Here it comes, the onslaught of stories about aging baby boomers now that the first babies born in 1946 are hitting retirement age. They’re still youngsters to us—we’re celebrating our 75th anniversary this year. To note the occasion, we’re reminiscing about some of our accomplishments and testing highlights. Here’s a few of the things that were happening at Consumer Reports from the end of World War II until 1964 when the boomers were making their first appearance.
1945: Blind tasting
To make sure our panelists never know the brands of the foods they taste, we give them the test servings in containers marked only with codes. We went a step further in our 1945 tests of gelatin desserts, blindfolding the panelists to eliminate the stimulus of color.
1949: Advocacy
We have advocated for national health insurance from our earliest days. A 1949 report, “Health Insurance Around the Corner?,” said, much too optimistically, that “prospects for national health insurance have never looked better.” Health-care-reform legislation passed in 2010.
1952: The best aspirin . . .
. . . is the cheapest aspirin, we noted. All aspirin must conform to U.S. Pharmacopeia specifications unless the label declares otherwise. “And yet,” we complained, “the consumer is confronted by a variety of claims and a staggering price range”—from 6 to 59 cents per 100 at the time.
1953: Early warning for cigarettes
Our engineers measured the nicotine and tar content of cigarettes. Our reports were the only source of such data for consumers. (Smoking hazards were largely unknown when we first tested cigarettes in 1938.)

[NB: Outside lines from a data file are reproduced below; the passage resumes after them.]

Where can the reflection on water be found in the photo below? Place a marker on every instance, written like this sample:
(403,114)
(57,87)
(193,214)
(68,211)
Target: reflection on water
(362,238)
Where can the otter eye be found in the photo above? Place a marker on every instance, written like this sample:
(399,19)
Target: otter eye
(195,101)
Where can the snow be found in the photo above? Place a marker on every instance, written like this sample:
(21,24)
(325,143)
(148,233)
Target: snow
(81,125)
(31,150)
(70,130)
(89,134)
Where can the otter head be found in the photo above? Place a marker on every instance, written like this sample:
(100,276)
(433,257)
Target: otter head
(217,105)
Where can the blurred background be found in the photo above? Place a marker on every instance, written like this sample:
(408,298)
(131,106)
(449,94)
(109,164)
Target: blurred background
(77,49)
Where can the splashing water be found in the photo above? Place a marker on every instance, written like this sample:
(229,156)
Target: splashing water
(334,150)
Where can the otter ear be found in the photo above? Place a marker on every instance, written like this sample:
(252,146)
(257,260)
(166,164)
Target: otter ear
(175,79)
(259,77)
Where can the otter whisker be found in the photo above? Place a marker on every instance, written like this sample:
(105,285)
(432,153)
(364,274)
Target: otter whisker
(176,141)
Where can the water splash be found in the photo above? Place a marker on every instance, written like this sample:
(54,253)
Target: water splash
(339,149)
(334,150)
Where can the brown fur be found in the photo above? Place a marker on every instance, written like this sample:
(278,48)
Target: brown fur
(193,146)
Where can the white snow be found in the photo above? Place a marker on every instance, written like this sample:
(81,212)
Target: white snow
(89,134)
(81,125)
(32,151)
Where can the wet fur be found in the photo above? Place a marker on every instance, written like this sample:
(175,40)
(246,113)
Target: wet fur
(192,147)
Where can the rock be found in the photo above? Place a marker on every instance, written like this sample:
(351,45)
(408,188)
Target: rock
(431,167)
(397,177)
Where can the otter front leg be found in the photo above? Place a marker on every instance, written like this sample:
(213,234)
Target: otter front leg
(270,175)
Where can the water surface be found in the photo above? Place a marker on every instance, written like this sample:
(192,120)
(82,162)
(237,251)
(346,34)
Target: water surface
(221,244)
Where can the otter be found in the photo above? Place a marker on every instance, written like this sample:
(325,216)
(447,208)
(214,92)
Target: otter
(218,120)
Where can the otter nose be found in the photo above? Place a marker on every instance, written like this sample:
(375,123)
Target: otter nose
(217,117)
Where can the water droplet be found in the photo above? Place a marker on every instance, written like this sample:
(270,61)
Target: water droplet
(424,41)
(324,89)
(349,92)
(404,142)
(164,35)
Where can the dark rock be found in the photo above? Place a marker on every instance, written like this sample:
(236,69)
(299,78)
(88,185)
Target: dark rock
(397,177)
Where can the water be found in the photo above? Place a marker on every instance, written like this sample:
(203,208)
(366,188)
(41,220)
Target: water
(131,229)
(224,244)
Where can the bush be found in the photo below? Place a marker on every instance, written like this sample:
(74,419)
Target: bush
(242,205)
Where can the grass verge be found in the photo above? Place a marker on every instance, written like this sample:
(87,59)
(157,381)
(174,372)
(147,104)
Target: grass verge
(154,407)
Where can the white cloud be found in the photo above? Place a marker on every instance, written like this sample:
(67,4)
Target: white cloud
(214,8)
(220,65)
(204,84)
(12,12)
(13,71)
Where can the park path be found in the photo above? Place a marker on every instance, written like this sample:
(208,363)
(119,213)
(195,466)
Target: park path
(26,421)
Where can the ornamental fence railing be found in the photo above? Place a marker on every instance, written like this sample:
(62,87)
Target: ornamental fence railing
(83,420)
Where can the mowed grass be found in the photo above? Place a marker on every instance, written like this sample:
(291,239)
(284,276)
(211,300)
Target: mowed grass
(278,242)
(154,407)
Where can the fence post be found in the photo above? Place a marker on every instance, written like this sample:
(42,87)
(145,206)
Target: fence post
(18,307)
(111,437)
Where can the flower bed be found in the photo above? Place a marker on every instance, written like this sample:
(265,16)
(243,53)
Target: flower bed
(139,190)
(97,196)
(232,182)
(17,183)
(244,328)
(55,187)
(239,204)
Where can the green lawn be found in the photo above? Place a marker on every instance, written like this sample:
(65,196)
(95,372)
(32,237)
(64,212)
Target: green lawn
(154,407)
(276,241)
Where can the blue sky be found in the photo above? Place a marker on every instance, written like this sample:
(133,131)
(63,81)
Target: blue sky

1954: Whatever floats your boat
Four boat kits by Chris Craft and Roberts— two 8-foot prams and two 14-foot runabouts—were advertised as easy to make. They proved to be anything but. The instructions were hard to understand, parts didn’t fit easily, and the required sanding and finishing were sheer drudgery.
1956: Toaster testing
We found just three high-quality toasters in our test of 22 models. Four had mechanical defects, sometimes “causing the toast to char, smoke, and burst into flame if the wall plug was not removed in time.”
1956: Early safety belts
Front belts were optional in all new U.S. cars, but quality was suspect. Of 39 belt samples, two-thirds failed our simulated-crash tests. The stitching gave out, webbing slipped, and buckles and floor brackets broke.
1959: Radioactive milk
Contamination of milk from nuclear-test fallout was a major concern. Consumer Union’s multi-city surveys found disturbingly high concentrations of strontium-90, a radioactive element that can cause genetic damage and cancer. In the late 1950s, the major nuclear powers agreed to a test moratorium.
1960: Dollars and sense
To counter advertising that enticed consumers to take on more debt, we called for legislation requiring the disclosure of true annual interest charges for all consumer credit.
1963: Keeping pace
A typical late-model car can accelerate from 0 to 60 mph in 8 or 9 seconds. The 2006 Dodge Viper, a “bold, brash, and loud” V10-powered sports car, needed just 4.2 seconds. A tiny 1963 sedan from Dutch automaker DAF took an agonizing 28.9 seconds to reach only 50 and was “almost hazardously unable to keep up with main road traffic,” we said.